Integration of Machine Learning in a living systematic review of baseline risks of Venous Thromboembolism complications in hospitalized patients with COVID-19

2023 London

Lotfi T¹, Nowak A², Charied R¹, Solo K¹, Santesso N¹, Schünemann H¹, Nieuwlaat R¹

¹Michael G. DeGroote Cochrane Canada Centre, Health Research Methods, Evidence & Impact, McMaster University

²Evidence Prime

Background: Living systematic reviews (LSRs) of prognostic studies rely on screening many observational studies that are not clearly labeled.

Objectives:
To assess the performance of a machine learning (ML) classifier for screening in an LSR for venous thromboembolism (VTE)–related outcomes and baseline risks in patients with COVID-19.

Methods:
As part of a guideline development project for the American Society of Hematology (ASH) on the use of anticoagulation for thromboprophylaxis in patients with COVID-19, the team conducted an LSR to establish and maintain relevance of the baseline risk for VTE-related outcomes. The search was conducted in September 2020 (baseline search) and updated monthly until July 2021. At baseline, the search identified12,566 citations. The team trained an ML classifier using the manual screening of the baseline search to partially automate the screening process for the next search iterations. The classifier ranked captured citations based on likelihood for inclusion, with those appearing on top as most likely to be included.

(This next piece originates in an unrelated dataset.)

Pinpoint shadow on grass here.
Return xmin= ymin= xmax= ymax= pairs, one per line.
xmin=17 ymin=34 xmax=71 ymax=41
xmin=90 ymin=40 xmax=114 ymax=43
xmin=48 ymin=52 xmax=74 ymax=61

The classifier was integrated in a new software, “Laser AI,” which would allow the team to screen prioritized citations in future updates.
The objective of this study was to assess the performance of the classifier for VTE as outcome and the efficiency in using this classifier. We screened manually, in duplicate and independently, a sample of 5% (n=3,478) of captured citations at the second update of the living search that were not prioritized by the classifier. We then combined this sample with the top 5,000 that were screened by the LSR team and reassessed the classifier's performance. Additionally, we explored the correlation between risk of bias using the QUIPS tool and the scores allocated by the classifier.

Results:
Out of 3,478 citations, 377 were included at title/abstract level and none addressed VTE at full text level. The sample guided by ML classifier was reliable and did not compromise the screening results for VTE outcome for the LSR. For the lowest prediction threshold that was allocated to the sample of 5,000 citations that the original LSR team screened, the recall-precision trade-off was satisfying. The time saved from manually screening the titles and abstracts of all the citations at the second update was 214 working days of 7 hours. When exploring the correlation between the risk of bias and the scores allocated by the classifier, we found that studies with low RoB scored highest.

Conclusions: The efficiency and relevance of LSRs for prognostic studies can be enhanced when combining manual with ML-directed screening.

Patient, public and/or healthcare consumer involvement: N/A.